Topics for the Times
Plenary and breakout sessions included topics such as relationships with other religions, human rights, technology, personal spirituality, and independent ministries. In a Sabbath plenary, UNAH president Sénèque Edmond invited those who would like to collaborate with independent ministries to choose those ministries that support the mission of the church. He mentioned Maranatha Volunteers International, a ministry that has supported UNAH, especially after the 2010 earthquake.
Etienne, on the other hand, explained how the Adventist Church’s cordial interreligious and interdenominational relationships can help limit persecution and contribute to the mission of the church. “When you are on good terms with others, they can help and support you,” Etienne said.
He mentioned the recent unfortunate incident in the Philippines in which a helicopter disappeared over the ocean. “People who were not church members have been involved in the search for the missing, thanks to the good name of the church,” he shared. Etienne also warned against looking down on non-Adventist believers. In Haiti, he said, we need to do more to connect with other believers.
Facing Unique Challenges
These and other topics are topics relevant for the current challenges Adventist pastors must face in Haiti and elsewhere, Etienne said.
“Currently, in Haiti, the challenges of pastors are multiple. We have a church mostly made up of young people, who are less and less involved.
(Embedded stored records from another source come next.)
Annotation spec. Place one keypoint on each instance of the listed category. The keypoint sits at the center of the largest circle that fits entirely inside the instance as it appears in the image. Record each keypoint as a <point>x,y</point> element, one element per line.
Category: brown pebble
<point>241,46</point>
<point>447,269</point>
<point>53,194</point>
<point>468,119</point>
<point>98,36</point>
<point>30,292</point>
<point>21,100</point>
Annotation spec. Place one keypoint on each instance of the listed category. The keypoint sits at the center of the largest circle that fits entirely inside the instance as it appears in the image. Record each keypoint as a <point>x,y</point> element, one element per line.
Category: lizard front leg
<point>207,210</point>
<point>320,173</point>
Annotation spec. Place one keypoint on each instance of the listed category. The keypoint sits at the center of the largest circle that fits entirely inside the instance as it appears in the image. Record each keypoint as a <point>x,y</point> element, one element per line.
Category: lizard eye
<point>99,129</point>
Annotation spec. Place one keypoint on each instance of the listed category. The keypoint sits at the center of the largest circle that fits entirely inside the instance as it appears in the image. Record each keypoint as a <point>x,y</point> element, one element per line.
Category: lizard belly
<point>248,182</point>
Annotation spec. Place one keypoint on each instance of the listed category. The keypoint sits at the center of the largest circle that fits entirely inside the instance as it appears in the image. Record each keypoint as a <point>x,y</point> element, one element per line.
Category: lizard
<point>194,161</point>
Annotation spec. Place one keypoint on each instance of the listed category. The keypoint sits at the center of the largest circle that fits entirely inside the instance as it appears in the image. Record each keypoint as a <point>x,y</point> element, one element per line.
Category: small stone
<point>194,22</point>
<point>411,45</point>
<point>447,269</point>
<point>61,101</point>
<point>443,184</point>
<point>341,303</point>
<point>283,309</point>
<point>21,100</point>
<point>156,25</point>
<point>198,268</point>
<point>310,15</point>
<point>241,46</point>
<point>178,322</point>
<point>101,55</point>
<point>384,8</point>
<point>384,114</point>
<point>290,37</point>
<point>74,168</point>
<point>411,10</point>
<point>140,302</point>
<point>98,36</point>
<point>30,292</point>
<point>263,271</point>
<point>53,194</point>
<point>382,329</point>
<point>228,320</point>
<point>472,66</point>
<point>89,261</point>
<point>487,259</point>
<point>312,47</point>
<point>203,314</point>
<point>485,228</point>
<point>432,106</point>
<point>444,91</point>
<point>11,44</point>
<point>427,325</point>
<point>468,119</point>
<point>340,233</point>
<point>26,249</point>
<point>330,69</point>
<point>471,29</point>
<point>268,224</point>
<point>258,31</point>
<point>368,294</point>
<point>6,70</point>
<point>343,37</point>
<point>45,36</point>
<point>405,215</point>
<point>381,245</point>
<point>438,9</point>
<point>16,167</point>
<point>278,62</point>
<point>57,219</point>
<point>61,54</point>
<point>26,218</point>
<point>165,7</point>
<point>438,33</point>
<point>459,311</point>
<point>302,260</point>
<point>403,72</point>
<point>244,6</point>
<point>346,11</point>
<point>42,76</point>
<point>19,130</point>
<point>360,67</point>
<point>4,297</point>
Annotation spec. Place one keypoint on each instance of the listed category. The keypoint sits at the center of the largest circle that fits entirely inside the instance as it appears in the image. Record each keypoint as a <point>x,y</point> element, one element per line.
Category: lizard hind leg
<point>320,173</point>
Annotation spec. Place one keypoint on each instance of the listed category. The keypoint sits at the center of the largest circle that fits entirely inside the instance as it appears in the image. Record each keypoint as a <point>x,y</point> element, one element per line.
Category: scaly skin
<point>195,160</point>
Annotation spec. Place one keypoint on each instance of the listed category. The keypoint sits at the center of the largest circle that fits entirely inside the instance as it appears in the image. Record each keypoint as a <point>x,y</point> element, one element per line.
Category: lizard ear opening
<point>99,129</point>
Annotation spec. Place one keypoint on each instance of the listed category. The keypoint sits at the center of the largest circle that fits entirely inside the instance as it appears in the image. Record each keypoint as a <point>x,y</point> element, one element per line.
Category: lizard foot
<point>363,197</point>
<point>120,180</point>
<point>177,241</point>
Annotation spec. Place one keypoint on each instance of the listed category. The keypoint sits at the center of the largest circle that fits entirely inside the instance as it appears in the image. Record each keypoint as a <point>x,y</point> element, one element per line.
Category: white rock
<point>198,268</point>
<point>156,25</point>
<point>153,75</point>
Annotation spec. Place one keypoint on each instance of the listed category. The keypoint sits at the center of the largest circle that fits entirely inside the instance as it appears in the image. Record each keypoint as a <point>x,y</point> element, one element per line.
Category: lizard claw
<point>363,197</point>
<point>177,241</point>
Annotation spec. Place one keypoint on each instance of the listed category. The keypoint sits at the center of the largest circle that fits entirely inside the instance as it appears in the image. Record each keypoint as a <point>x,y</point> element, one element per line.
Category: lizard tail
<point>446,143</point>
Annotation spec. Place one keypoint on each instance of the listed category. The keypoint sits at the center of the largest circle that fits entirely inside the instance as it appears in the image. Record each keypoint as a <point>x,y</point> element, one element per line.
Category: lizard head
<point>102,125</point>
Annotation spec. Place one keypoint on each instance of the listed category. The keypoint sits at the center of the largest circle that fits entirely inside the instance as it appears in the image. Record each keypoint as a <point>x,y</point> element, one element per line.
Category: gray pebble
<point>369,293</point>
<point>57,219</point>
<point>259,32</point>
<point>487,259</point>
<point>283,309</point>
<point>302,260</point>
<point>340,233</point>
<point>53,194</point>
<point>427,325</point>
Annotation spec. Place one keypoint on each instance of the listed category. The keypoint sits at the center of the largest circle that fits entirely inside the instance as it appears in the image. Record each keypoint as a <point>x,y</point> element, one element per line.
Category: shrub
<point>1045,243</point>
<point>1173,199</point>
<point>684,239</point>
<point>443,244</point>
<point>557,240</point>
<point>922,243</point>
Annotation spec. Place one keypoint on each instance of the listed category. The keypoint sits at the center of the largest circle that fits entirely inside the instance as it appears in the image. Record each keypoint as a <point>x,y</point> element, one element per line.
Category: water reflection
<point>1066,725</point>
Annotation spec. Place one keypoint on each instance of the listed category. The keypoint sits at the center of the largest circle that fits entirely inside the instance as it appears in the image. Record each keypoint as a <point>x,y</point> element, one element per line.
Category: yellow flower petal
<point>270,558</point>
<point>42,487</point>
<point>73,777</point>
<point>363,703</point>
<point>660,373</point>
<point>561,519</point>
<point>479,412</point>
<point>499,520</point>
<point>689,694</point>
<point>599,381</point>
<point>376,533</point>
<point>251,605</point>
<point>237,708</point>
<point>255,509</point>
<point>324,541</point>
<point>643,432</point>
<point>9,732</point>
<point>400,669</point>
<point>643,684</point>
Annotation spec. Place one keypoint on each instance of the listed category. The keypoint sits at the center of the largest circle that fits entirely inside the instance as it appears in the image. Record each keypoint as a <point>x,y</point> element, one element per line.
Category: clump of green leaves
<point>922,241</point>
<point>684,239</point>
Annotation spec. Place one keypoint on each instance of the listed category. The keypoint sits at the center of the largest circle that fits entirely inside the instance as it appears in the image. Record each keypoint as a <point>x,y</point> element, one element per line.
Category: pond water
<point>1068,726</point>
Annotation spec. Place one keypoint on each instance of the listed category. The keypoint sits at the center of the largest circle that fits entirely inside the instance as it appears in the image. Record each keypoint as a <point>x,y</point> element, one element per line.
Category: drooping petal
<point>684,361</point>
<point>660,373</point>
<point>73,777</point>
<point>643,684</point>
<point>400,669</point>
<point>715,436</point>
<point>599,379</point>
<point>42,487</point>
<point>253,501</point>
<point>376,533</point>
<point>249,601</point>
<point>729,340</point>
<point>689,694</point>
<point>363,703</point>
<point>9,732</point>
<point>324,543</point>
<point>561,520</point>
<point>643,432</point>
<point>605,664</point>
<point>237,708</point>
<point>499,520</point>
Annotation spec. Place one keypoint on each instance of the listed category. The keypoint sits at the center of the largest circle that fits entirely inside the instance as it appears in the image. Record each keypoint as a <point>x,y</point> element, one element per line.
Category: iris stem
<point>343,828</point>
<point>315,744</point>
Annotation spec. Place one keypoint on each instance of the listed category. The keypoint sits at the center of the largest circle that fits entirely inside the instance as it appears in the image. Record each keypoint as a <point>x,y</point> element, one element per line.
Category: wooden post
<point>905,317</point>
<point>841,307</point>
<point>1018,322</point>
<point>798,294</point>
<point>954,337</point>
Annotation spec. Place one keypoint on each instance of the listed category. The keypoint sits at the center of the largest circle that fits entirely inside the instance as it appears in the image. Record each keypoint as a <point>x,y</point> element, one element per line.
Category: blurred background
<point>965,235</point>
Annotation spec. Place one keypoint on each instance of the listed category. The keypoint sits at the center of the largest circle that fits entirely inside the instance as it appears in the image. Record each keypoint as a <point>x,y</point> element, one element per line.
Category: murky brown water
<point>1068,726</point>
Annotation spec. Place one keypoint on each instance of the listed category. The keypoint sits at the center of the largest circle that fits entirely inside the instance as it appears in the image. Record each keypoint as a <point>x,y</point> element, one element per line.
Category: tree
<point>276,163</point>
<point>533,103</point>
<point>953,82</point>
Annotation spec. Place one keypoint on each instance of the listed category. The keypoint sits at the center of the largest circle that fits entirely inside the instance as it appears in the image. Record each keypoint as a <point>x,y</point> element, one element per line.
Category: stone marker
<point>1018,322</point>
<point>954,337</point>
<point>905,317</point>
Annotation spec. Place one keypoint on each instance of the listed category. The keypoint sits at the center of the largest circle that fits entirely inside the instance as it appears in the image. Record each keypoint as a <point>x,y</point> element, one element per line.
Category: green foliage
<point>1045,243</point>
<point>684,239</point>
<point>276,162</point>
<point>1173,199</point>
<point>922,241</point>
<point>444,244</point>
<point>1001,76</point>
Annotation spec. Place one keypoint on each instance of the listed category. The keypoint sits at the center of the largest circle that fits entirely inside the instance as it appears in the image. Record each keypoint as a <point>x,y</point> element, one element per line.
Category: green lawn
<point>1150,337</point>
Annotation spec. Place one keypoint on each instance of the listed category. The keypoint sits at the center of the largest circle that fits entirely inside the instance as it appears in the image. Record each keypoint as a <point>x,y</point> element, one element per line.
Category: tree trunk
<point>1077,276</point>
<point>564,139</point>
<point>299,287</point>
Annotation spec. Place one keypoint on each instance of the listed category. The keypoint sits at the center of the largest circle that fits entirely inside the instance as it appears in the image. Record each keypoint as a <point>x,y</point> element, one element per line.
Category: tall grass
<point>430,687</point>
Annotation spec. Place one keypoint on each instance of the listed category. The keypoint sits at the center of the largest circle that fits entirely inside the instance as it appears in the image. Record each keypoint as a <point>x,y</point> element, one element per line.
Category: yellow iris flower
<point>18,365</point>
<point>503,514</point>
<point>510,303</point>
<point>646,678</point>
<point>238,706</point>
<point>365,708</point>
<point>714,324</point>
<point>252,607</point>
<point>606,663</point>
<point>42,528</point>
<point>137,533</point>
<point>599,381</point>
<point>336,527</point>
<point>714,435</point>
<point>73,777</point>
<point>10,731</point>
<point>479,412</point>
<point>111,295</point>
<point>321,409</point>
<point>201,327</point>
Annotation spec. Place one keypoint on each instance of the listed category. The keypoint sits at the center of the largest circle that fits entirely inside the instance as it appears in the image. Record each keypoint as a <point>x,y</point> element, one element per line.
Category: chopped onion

And at a time when the world church is promoting ‘Total Member Involvement,’ the lack of youth involvement is really problematic,” Etienne said.
It’s not that those who are not involved don’t like the Adventist Church, he said. “They go to church on Sabbath morning for the worship service, but it might be that what we offer them does not meet the minimum of their expectations.” That becomes a major challenge for a pastor who must have most of their church members involved in church mission.
Haiti is also facing major socio-political challenges, Etienne explained. “Presently, there are churches that cannot meet on Wednesday evenings, and other congregations that cannot even meet on Sabbath mornings,” he said.
A Turning Point
In his Sabbath sermon, Haitian Union Mission president Pierre Caporal called pastors to be “neither indifferent nor insensitive to the suffering present in the environment where he exercises his pastoral ministry.” He invited church members and leaders to cry out to the Lord in the face of the current state of their country. “When God hears our cries, He will act,” he said.
Caporal also invited students to rely on and keep trusting God, even amid an uncertain context.
Lauvenson Lauvin, a student who participated in the forum, said that his expectations were met. “We witnessed an emphasis in a Christocentric pastorate,” Lauvin said. “For me, this is a turning point in our work.”